Anthropic’s Claude Sonnet 4.5 pushes 30-hour autonomous coding

October 21, 2025

editorial_staff

Anthropic has unveiled Claude Sonnet 4.5, a new AI model built to act more independently and code at scale. In an internal test, the system ran by itself for 30 hours to build a chat app similar to Slack or Microsoft Teams, producing about 11,000 lines of code before stopping when the job was done. That runtime marks a big jump from Anthropic’s earlier Opus 4 model, which drew attention in May for working autonomously for seven hours.


The company is casting Sonnet 4.5 as its strongest model yet for real-world agents, software development, and hands-on computer use. It builds on Anthropic’s Computer Use capability introduced nearly a year ago, which lets models navigate and operate apps. Anthropic says Sonnet 4.5 is especially effective in cybersecurity, financial services, and research. Beta testers include Canva, which reported the model helped with long, complex tasks across its codebase, product features, and research work.

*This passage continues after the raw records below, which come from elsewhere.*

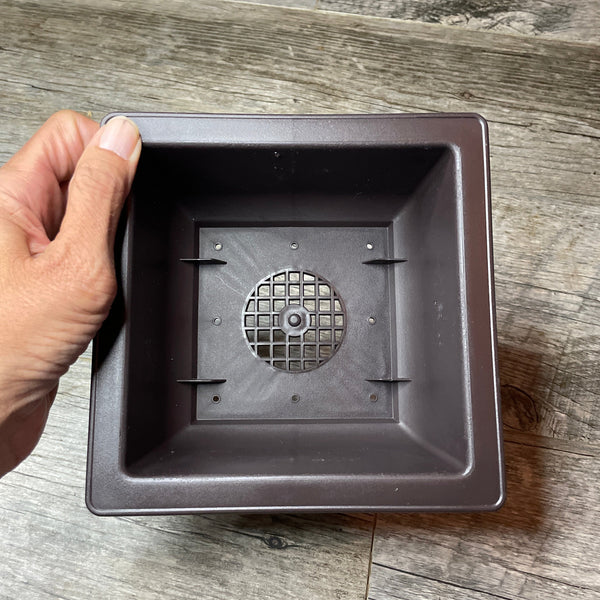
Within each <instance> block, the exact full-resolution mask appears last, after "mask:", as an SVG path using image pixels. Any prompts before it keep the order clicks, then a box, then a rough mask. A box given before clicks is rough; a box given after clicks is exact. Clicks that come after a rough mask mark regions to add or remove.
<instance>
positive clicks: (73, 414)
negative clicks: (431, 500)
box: [0, 352, 373, 600]
mask: <svg viewBox="0 0 600 600" xmlns="http://www.w3.org/2000/svg"><path fill="white" fill-rule="evenodd" d="M90 359H91V357H90V353H89V352H88V353H86V354H85V355H84V356H83V357H82V358H81V359H80V360H79V361H78V362H77V363H76V364H75V365H74V366H73V367H72V368H71V370H70V371H69V373H68V374H67V375H66V376H65V377H64V378H63V379H62V381H61V386H60V392H59V394H58V398H57V400H56V403H55V406H54V407H53V409H52V413H51V416H50V420H49V423H48V426H47V428H46V432H45V433H44V436H43V438H42V441H41V443H40V444H39V446H38V448H37V449H36V451H35V453H34V455H33V456H32V457H30V459H29V460H27V461H26V462H25V463H24V464H23V465H21V467H20V468H19V469H17V471H15V472H13V473H9V474H8V475H6V476H5V477H4V478H3V479H2V480H1V481H0V514H1V515H2V524H1V526H0V556H2V560H1V561H0V581H1V582H2V583H1V585H0V597H1V598H21V599H23V600H27V599H35V600H37V599H45V598H57V597H59V598H64V599H74V600H81V599H83V598H92V599H95V598H119V599H126V598H148V599H153V598H155V599H157V600H158V599H160V600H170V599H173V600H181V599H182V598H199V597H201V598H207V599H218V600H222V599H223V598H249V599H257V600H258V599H260V600H265V599H270V598H273V599H275V598H276V599H281V598H319V599H322V600H331V598H344V599H346V598H352V599H355V600H359V599H360V600H362V598H364V595H365V590H366V583H367V573H368V569H369V553H370V547H371V537H372V525H373V517H372V515H353V516H349V515H304V516H301V515H274V516H269V515H262V516H239V515H206V516H197V515H196V516H164V517H128V518H124V517H123V518H117V517H110V518H99V517H96V516H94V515H92V514H91V513H89V512H88V510H87V509H86V507H85V505H84V502H83V497H84V484H85V460H86V456H85V455H86V436H87V421H88V404H89V402H88V397H89V376H90ZM324 574H327V576H326V577H325V576H323V575H324Z"/></svg>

The release lands amid a fast-moving race to make AI assistants that handle everyday chores for consumers and heavy lifting for teams. Tech giants and startups alike are shipping steady upgrades designed to research topics, plan schedules, generate slides, help write and review code, and analyze spreadsheets. Just days earlier, OpenAI announced Pulse, a new ChatGPT feature meant to fit into users’ daily routines by surfacing timely information.

To speed up agent development, Anthropic is pairing the model with access to virtual machines, memory, context management, and multi-agent support. Together, these tools aim to help developers design agents that can stay on task longer, coordinate steps, and work across different apps and data without constant human input.


Anthropic positions Claude Sonnet 4.5 as a lead option for anyone building production-ready AI agents or coding tools. The headline claim is clear: longer autonomous runs, practical computer control, and a toolkit aimed at turning experimental demos into reliable, day-to-day software.